Register – in other words, the range of an instrument or voice.

Relative major/minor – majors and minors that share the same notes within a scale. In majors, you will find a relative minor on the 6th note of the major scale and in minors you will find the relative major on the 3rd note of the minor scale.

Rhythm – element of music that keeps the time and supports other instruments using accented and unaccented beats.

Root – the key note of a triad/chord.

Scale – consecutive notes based on a tonality or mode either ascending or descending. There are many alternative variations and types to major and minor scales.

Sharp – a sharp indicates that a note is raised by a semi tone.

Slide – another word for glissando or portamento. Slide can also refer to the moving part of a trombone.

Slur – a curve over/underneath notes to indicate that they are to be played legato.download

Sonata form – a complex piece of music that usually starts from exposition, followed by development and recapitulation.
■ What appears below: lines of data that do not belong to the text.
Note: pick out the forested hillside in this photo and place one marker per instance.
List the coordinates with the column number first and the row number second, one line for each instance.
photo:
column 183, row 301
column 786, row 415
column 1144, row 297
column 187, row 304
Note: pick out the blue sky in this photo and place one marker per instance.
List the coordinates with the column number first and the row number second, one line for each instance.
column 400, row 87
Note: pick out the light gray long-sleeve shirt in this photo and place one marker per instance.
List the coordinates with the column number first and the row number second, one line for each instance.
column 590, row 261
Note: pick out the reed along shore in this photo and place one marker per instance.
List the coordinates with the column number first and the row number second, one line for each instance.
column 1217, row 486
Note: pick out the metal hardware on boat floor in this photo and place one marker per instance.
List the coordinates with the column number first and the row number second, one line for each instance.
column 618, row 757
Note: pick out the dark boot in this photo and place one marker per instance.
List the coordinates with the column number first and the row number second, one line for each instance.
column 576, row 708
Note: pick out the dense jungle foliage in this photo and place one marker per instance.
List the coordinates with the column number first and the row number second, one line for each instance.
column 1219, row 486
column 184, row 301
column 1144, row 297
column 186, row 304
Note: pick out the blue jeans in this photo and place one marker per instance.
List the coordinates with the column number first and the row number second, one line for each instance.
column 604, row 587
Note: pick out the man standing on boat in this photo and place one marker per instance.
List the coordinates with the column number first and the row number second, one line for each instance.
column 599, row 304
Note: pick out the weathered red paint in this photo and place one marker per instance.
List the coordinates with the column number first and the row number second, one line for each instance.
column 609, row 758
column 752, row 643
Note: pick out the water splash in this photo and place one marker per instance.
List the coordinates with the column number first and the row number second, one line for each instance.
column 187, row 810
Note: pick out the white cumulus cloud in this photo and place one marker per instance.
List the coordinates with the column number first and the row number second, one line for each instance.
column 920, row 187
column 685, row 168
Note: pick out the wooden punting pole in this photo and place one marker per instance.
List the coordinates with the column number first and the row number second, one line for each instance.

Staccato – a form of musical articulation that involves playing notes sharply and detached or separated from others.

Symphony – a piece written for an orchestra, commonly in sonata form.

Tempo – indicates speed.

Theme – a leading melody or an idea in a piece of music.

Time Signature – a numeric at the start of the piece indicating a number of beats per bar.

Tone – the intonation, pitch and character of a piece of music expressing the feeling and attitude.

Treble – playing or singing in the upper range.

Triad – a combination of three notes consisting of root note (first), third and the fifth notes of the scale or mode.

Tuning – altering of the pitch in order to produce the correct tone.

Unison – two or more notes/voices being sung/played simultaneously.

Vibrato – common in singing, vibrato refers to slight variation in pitch to create a reverberating, fuller sound.

Vivace - lively.

Vocal range similar to instruments, human voice also has different registers or pitch. Female voices span from alto/contralto (lowest range) up to soprano (highest range) and some even have a whistle register. The lowest male voice is bass and the highest voice would be tenor, however, some male singers also sing falsetto. This limits vibration of the vocal notes and is usually limited in power, however, allows you to sing beyond your vocal range.